Publishing company based in Toronto

Key Porter Books was a book publishing company based in Toronto, Ontario, Canada. Founded in 1979 by Anna Porter, later well known as a writer, the company specialized in Canadian non-fiction, although it published some fiction too. It ceased operations in January 2011.

== Writers ==

Key Porter published books by authors including Farley Mowat, Claire Mowat, Allan Fotheringham, Conrad Black, Erika Ritter, Pamela Wallin, George Bowering, Diane Francis, Joan Barfoot, Maude Barlow, Stevie Cameron, Brian Lee Crowley, Dennis Lee, Mark Bourrie, Paul Cellucci, Jean Chrétien, M.A.C. Farrant and Cleo Paskal.

== Business ==

Key Porter Books was founded in 1979 by Anna Porter and Key Publishers Limited of Toronto, Ontario.

Porter sold her stake in 2004 and a controlling interest was acquired that July by the Canadian publishing company H.B. Fenn; Harold Fenn, chairman.

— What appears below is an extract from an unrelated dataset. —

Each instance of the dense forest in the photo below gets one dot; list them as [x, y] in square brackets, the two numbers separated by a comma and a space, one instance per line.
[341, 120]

The head office was located on the 10th floor of the historic Lumsden Building at 6 Adelaide Street East in downtown Toronto until September/October 2010, when Key Porter laid off 11 of 17 employees and relocated to a commercial business park in Bolton, Ontario (in the northwest of Greater Toronto). There it shared offices with H.B. Fenn Company Limited and Fenn Publishing Limited.

On 7 January 2011, Key Porter publisher Jordan Fenn announced the suspension of operations and laid off the remaining staff. At the time, it was reported that all book releases would continue as scheduled via H.B. Fenn.